Il est très difficile de bien représenter l’industrie pornographique au cinéma tant sont facilement actionnables les deux leviers de l’indécence, à savoir d’une part la morale manichéenne et d’autre part la complaisance dans les dégradations faites aux acteurs et surtout aux actrices. Paul Thomas Anderson y parvenait avec brio dans son Boogie Nights (1997) parce qu’il conjurait ces deux tentations au profit d’un point de vue doublé d’un soin porté à la peinture d’une époque, c’est-à-dire d’une réflexion sur l’Histoire.

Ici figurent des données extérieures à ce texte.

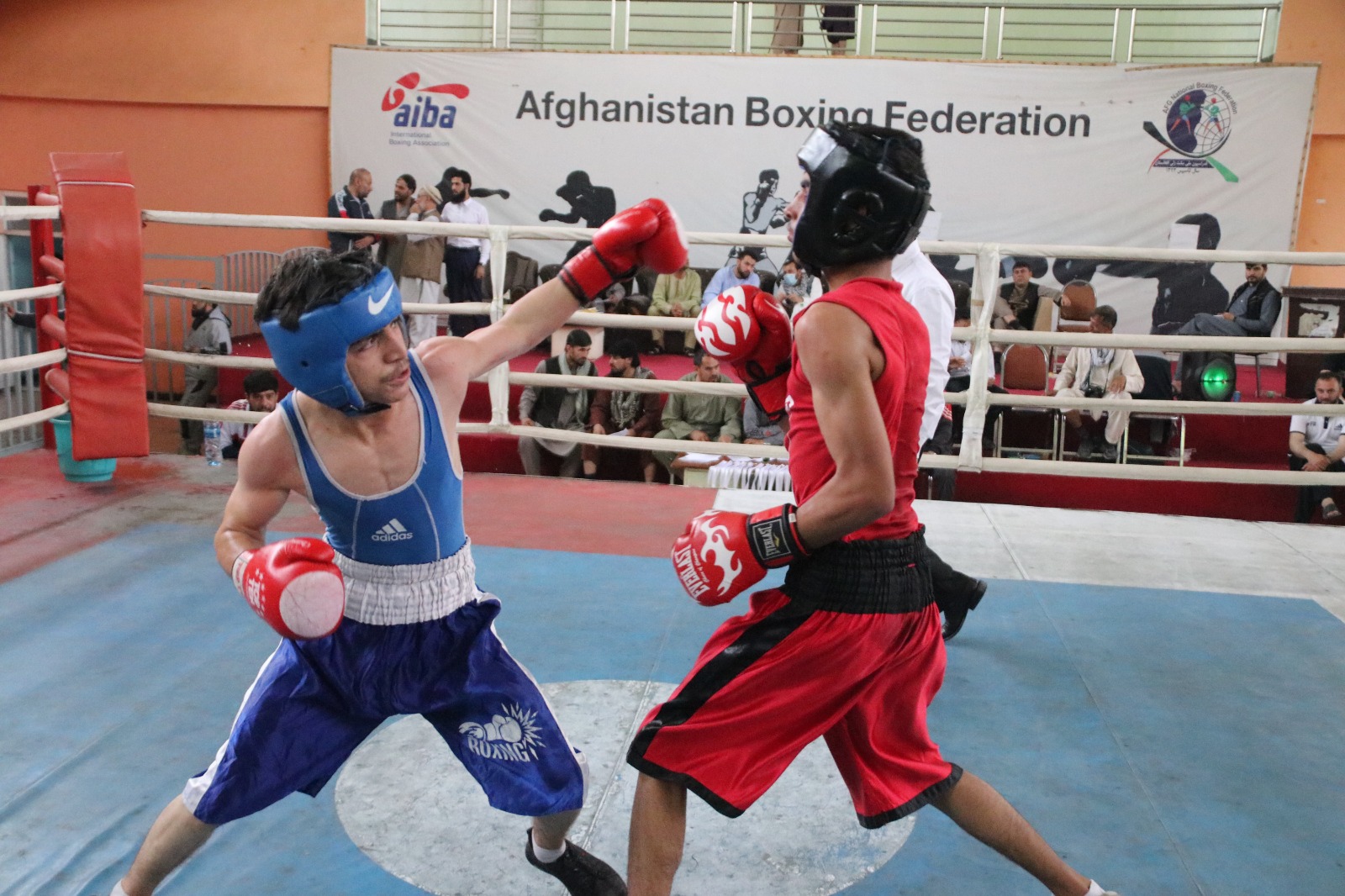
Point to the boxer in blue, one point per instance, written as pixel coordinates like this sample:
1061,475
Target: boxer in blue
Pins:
383,616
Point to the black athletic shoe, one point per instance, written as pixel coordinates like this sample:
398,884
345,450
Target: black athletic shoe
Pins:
954,616
582,872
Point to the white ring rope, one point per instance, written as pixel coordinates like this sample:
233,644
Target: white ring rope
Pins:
33,362
35,417
30,213
623,383
977,398
54,291
1142,472
222,414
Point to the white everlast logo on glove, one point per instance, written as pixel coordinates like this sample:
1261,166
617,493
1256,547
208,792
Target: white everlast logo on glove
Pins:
725,329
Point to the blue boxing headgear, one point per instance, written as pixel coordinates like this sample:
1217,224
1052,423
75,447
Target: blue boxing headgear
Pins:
314,356
860,208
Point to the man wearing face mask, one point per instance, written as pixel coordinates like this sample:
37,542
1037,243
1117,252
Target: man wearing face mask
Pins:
795,287
208,336
464,257
557,408
849,647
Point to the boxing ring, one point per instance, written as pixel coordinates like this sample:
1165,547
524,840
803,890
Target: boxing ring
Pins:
1158,694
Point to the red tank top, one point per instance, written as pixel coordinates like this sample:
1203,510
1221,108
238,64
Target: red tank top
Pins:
900,390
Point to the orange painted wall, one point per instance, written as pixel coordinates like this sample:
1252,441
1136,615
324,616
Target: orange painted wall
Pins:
240,159
266,53
1311,31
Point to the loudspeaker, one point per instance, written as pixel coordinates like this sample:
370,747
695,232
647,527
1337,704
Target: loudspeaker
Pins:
1208,376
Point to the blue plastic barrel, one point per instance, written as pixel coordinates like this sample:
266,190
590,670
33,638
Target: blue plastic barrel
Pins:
74,470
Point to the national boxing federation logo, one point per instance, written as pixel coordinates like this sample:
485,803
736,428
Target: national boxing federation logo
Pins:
421,113
393,530
253,587
376,307
724,326
1199,120
511,735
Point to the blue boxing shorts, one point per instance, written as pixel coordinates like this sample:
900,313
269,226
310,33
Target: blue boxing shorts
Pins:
416,640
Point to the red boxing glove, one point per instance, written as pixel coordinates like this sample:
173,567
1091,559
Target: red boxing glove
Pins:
751,331
293,586
724,553
643,235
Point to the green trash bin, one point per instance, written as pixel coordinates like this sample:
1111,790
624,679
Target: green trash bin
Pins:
74,470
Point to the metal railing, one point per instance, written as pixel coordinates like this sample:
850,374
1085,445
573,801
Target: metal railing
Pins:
1163,31
982,336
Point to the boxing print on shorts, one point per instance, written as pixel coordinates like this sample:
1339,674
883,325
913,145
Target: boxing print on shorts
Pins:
393,530
511,735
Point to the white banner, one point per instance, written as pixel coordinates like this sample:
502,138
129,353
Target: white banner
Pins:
1046,154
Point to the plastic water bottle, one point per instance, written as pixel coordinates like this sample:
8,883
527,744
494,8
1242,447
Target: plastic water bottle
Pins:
214,456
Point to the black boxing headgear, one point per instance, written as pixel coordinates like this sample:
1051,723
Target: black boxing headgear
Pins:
861,206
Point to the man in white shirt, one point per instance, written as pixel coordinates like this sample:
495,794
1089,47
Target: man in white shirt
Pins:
921,284
1317,444
1100,373
740,272
464,257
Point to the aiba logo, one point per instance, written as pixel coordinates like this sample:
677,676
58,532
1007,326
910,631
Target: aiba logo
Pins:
421,111
1199,120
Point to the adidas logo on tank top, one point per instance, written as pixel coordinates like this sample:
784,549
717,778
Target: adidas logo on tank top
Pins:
393,532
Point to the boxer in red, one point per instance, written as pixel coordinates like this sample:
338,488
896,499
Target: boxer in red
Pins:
851,647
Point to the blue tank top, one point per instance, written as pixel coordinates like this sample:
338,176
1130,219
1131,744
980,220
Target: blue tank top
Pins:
417,522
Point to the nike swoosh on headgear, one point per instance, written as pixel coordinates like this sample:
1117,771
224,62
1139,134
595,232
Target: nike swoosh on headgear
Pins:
374,307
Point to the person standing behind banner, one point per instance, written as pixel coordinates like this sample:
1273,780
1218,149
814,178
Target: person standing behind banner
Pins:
464,257
208,336
349,202
676,295
261,392
392,246
557,408
421,264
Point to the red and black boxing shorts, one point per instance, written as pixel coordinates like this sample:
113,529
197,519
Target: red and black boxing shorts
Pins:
851,650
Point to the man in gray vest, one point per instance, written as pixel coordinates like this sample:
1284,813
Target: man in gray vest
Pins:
557,408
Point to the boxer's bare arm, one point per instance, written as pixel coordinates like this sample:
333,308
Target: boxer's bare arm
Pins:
266,474
526,323
841,360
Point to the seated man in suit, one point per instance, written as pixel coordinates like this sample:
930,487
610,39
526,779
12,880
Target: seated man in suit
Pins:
1100,373
1253,311
1019,299
558,408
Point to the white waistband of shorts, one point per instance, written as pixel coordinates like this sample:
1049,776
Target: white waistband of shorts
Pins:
382,595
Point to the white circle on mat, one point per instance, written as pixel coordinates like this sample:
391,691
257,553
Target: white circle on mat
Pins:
409,804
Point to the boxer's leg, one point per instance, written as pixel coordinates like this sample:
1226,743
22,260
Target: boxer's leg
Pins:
171,841
658,835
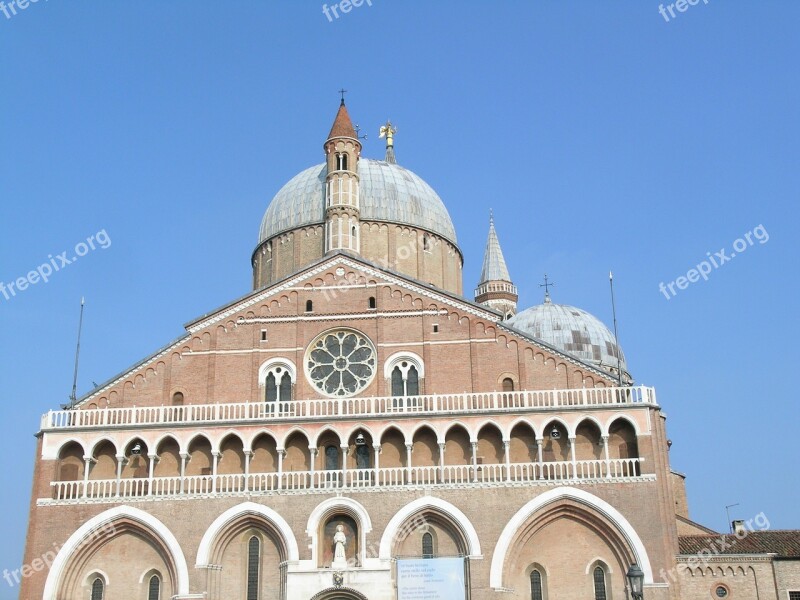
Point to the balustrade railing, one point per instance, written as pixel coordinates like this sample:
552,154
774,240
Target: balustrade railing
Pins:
343,408
392,477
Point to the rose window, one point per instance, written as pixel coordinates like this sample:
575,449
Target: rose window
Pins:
341,363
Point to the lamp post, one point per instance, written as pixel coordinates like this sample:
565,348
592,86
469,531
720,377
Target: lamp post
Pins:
635,577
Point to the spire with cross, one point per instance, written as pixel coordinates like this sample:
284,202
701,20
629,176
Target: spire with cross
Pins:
546,285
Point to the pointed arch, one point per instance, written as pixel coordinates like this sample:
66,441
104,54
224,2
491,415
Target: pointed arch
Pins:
83,536
241,511
430,503
620,523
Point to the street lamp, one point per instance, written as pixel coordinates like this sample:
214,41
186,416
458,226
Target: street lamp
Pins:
635,578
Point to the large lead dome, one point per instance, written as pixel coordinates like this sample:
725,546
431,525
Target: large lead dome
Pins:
574,331
389,193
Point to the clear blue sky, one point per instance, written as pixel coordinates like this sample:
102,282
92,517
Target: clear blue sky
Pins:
602,136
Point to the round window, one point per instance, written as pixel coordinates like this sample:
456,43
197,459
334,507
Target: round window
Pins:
341,363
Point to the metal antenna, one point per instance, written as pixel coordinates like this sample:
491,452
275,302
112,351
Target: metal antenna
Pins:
616,335
728,514
73,395
546,285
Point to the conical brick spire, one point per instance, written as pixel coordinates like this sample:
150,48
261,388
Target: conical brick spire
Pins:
342,125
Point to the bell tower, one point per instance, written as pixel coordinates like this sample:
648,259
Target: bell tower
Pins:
342,213
496,289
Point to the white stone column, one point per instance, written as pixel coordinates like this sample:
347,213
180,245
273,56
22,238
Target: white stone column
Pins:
606,455
185,456
442,447
215,464
507,454
377,463
248,455
409,448
281,454
87,462
474,461
345,450
573,458
120,464
539,456
152,458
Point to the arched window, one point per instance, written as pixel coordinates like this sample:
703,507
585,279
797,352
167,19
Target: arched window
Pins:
98,588
412,382
154,589
253,564
599,583
536,585
331,458
362,457
427,546
278,377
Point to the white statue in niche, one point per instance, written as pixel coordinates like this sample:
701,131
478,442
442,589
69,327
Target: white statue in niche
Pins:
339,542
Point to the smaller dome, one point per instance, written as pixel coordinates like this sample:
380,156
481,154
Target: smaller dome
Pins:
573,331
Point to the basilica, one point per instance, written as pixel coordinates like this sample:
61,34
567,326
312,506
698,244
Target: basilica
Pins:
360,427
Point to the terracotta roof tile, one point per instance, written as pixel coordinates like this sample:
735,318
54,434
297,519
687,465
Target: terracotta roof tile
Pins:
784,543
342,125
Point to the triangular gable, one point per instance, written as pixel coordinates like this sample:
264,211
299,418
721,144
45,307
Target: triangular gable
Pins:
301,277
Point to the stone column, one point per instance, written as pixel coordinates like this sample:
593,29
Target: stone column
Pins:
345,449
539,455
507,454
215,456
87,461
474,461
573,458
409,448
606,455
185,456
442,447
152,467
248,454
120,464
281,454
377,463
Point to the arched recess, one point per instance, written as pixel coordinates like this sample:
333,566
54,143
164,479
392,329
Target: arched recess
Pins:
253,513
113,522
339,593
589,502
416,511
343,506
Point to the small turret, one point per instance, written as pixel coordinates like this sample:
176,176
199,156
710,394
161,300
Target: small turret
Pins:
342,210
495,289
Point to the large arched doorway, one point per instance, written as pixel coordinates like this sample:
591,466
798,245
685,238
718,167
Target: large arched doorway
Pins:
341,593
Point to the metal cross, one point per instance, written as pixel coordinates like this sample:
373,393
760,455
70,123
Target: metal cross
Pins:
546,285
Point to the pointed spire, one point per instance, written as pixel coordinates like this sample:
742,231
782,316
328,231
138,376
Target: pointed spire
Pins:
342,125
387,131
494,265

Il n’en est rien ici, et Pleasure alterne les dialogues pompeux sur la libération de la femme et le contrôle du désir masculin permis par le porno avec une réalisation volontiers trash qui se repaît de la plastique de ses actrices et de verges en érection, suivant l’idée selon laquelle nous assisterions aux coulisses d’un spectacle au demeurant peu attractif dont l’unique intérêt serait réaliste. Il faut faire vrai, donner l’impression que la réalité est dévoilée dans sa crudité fondamentale, alors que tout est « mise en scène » et que de mise en scène il n’est question que par échanges interposés entre deux gifles ou autres plaisirs contractuels, scènes pertinentes.
Nous aurions aimé un questionnement plus grand sur l’image et sa construction, sur le consentement et la transformation d’une personne en personnage ; en lieu et place, nous suivons la pauvre Suédoise dans une prise de pouvoir qui n’atteste, en somme, que le triomphe d’un microcosme masculin sur des femmes réduites à des corps-objets. Qu’elle est loin la transgression esthétique d’un The Neon Demon (Nicolas Winding Refn, 2016) qui infuse mal ici par l’héroïne prête à tout et son récit d’apprentissage sur fond de rivalité entre femmes. Reste une immersion éprouvante dans une industrie qui attire à elle des individus soucieux de devenir et qui assistent à la conversion de leur rêve de gloire en cauchemar.